Als Quelle dienen die in mündlichen Gesprächen abgefragten Namen (Flurnamensammlung Südtirol, die am Landesarchiv in Bozen einsehbar ist), das Werk „Die Hofnamen im Burggrafenamt und in den angrenzenden Gebieten“ des verdienten Hofnamenforschers Josef Tarneller, sowie das Tiroler Ortsnamenbuch von Karl Finsterwalder (als Schlern-Schriften in drei Bänden erschienen).
Abkürzungen:
mda. (= mundartlich)
Gratsch (und Grenzfluren zu Algund)
- Purgpåch (Burgbach): Der Name kommt von Schloss Tirol, dessen Gebiet und die Mut zum sogenannten Burgfrieden (Gerichtsbereich der Burg) gehören. Der Bach rinnt westlich von Schloss Tirol vorbei. Sein Wasser wird südwestlich vom Bamguater in Gratsch bei der Burgbachbrücke in den Algunder Mühlbach geleitet.

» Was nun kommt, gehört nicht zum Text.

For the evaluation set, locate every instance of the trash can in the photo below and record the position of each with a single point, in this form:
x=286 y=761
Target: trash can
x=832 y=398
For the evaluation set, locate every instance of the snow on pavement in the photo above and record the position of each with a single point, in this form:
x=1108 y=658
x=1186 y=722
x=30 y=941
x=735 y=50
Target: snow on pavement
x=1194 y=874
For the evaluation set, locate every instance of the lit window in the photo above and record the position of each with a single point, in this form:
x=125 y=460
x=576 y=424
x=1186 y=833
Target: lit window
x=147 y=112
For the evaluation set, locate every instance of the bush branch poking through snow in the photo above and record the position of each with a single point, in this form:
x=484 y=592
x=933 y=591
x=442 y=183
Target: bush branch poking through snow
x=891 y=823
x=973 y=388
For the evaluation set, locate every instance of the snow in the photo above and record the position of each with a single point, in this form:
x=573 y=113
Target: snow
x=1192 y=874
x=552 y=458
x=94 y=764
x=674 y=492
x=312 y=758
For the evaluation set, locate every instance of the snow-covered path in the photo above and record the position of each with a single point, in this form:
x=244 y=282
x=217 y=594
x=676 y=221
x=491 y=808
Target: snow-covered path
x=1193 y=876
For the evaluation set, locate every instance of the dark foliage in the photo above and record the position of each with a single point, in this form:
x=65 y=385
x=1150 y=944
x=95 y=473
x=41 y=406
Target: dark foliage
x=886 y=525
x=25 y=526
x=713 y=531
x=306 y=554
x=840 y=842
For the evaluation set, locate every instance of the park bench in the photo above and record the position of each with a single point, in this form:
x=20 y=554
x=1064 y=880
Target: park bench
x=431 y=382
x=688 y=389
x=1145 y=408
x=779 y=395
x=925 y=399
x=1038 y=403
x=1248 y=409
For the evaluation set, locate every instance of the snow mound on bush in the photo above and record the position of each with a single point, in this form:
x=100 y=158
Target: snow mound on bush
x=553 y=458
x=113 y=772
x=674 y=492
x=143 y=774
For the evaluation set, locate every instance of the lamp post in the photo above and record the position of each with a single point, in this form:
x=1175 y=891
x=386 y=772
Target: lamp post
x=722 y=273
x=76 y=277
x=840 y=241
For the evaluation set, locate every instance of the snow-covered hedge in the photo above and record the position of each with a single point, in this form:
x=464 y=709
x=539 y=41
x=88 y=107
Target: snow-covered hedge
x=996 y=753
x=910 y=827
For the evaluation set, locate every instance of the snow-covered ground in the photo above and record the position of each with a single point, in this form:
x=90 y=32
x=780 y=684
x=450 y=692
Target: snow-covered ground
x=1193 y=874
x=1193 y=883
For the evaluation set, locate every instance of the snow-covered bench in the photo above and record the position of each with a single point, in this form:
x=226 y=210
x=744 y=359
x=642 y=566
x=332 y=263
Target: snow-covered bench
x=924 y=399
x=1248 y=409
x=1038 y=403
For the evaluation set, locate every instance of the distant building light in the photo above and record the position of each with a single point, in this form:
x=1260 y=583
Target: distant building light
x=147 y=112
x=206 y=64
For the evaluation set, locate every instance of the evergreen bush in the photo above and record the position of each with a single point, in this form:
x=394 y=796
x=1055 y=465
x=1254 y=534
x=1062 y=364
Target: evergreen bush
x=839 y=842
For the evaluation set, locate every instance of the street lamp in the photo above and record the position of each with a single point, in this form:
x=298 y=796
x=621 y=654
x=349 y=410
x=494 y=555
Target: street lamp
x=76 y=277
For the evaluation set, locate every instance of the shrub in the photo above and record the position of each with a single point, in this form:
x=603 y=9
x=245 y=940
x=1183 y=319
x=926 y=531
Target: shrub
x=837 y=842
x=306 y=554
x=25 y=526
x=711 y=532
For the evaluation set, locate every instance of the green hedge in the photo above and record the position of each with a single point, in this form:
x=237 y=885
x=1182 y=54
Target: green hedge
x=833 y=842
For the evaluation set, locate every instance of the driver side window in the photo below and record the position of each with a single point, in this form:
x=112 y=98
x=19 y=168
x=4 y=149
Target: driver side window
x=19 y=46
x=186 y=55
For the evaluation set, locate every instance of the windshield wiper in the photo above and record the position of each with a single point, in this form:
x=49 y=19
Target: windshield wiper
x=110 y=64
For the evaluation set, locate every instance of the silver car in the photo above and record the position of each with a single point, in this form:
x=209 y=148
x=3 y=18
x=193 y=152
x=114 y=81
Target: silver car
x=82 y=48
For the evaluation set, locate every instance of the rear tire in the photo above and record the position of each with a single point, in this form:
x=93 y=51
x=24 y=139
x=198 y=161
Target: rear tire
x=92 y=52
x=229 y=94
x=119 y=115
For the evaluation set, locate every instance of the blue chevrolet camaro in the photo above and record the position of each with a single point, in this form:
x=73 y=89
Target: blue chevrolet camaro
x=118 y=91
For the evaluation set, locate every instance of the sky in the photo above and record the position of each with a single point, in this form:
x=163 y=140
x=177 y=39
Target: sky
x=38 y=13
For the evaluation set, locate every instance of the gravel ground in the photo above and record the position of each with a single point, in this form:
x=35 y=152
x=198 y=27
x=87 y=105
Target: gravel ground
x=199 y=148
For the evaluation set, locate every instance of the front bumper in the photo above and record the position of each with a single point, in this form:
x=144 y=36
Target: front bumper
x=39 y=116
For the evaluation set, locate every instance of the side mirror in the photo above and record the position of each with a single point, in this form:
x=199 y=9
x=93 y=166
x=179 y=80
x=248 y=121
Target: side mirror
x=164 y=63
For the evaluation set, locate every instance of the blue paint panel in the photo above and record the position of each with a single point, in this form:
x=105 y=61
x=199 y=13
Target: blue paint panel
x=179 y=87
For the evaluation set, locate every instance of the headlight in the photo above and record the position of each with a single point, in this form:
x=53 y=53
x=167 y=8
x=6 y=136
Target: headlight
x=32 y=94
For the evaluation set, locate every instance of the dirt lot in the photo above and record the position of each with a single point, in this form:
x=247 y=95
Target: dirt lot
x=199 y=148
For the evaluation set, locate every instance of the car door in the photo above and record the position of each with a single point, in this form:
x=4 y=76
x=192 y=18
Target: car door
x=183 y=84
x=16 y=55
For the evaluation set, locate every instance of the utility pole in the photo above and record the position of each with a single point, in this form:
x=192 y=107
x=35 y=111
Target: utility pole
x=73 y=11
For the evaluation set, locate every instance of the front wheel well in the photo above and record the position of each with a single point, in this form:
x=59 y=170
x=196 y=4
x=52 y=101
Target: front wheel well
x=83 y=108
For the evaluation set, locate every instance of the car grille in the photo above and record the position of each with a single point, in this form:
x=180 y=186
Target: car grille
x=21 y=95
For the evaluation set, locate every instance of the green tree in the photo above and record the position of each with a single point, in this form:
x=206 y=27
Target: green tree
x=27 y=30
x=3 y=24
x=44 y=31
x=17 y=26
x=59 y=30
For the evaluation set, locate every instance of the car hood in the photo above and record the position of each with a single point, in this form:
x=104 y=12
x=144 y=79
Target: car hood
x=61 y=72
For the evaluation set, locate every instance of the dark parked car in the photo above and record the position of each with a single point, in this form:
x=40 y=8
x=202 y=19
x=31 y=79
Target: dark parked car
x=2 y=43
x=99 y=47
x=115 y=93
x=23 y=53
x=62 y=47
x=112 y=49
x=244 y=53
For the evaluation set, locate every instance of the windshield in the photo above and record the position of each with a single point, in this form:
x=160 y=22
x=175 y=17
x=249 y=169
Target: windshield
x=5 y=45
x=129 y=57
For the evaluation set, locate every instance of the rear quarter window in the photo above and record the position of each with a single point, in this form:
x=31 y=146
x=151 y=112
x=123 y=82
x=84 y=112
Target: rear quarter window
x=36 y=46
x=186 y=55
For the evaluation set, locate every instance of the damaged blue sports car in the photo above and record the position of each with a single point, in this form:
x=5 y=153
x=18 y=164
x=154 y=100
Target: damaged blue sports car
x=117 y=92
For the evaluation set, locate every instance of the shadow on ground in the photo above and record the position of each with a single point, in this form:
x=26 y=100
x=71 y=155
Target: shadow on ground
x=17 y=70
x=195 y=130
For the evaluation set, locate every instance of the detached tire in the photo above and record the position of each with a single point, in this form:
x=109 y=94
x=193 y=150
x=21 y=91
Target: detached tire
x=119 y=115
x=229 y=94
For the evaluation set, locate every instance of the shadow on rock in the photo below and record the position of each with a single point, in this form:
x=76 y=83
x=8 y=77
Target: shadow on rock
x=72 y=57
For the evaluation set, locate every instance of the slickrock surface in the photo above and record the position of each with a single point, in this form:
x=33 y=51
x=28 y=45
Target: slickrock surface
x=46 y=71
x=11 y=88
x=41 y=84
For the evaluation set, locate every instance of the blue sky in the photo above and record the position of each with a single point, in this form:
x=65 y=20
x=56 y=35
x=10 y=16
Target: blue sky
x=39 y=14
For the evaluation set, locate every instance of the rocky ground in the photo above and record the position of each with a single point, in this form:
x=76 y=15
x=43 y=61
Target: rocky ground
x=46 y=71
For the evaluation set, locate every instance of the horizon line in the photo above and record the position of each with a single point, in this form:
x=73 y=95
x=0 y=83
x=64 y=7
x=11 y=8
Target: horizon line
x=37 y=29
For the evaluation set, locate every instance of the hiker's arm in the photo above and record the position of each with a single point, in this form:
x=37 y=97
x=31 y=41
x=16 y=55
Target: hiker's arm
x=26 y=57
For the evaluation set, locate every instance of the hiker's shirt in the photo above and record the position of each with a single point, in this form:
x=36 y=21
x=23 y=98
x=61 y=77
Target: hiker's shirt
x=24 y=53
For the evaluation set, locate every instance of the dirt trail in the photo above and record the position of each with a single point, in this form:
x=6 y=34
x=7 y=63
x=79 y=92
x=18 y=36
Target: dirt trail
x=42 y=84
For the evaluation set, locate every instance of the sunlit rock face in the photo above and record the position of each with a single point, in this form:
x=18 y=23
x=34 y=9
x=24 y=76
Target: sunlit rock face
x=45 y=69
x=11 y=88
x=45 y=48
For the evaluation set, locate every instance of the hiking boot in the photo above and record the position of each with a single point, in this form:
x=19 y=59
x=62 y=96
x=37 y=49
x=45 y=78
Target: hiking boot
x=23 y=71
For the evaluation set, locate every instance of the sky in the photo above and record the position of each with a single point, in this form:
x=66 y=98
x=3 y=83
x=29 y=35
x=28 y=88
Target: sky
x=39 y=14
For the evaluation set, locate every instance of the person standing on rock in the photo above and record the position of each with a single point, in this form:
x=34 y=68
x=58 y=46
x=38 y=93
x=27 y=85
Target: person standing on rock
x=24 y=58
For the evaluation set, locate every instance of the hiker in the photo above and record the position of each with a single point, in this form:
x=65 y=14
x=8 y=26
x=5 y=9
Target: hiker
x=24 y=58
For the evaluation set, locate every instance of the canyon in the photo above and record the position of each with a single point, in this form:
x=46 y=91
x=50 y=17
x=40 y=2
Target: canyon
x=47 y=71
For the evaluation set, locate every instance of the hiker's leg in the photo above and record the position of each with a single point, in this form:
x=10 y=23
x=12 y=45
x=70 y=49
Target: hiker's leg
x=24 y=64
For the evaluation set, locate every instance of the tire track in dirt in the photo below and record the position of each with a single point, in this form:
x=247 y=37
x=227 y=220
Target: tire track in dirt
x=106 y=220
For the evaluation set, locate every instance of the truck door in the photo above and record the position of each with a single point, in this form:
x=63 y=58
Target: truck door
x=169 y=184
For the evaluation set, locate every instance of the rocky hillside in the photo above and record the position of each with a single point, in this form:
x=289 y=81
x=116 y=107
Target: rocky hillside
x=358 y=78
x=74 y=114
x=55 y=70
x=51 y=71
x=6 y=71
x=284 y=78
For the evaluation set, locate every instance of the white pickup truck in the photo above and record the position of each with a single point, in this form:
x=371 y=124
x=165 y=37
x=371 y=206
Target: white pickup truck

- Kircherraut (Kircherraut) und Kircherrundell (Kircherrundell): mda. Raut ‘Rodung’. Mit Raut oder Raitl (Verkleinerung) werden im Burggrafenamt allgemein die Weingüter in Steillage bezeichnet, die jünger als die Weinäcker in den flacheren Hanglagen sind. Das Rundell zwischen Kircher (bei der Kirche St. Magdalena) und Thurnergut weist wohl auf die konkave Lage dieses Weinackers in einer Geländemulde hin.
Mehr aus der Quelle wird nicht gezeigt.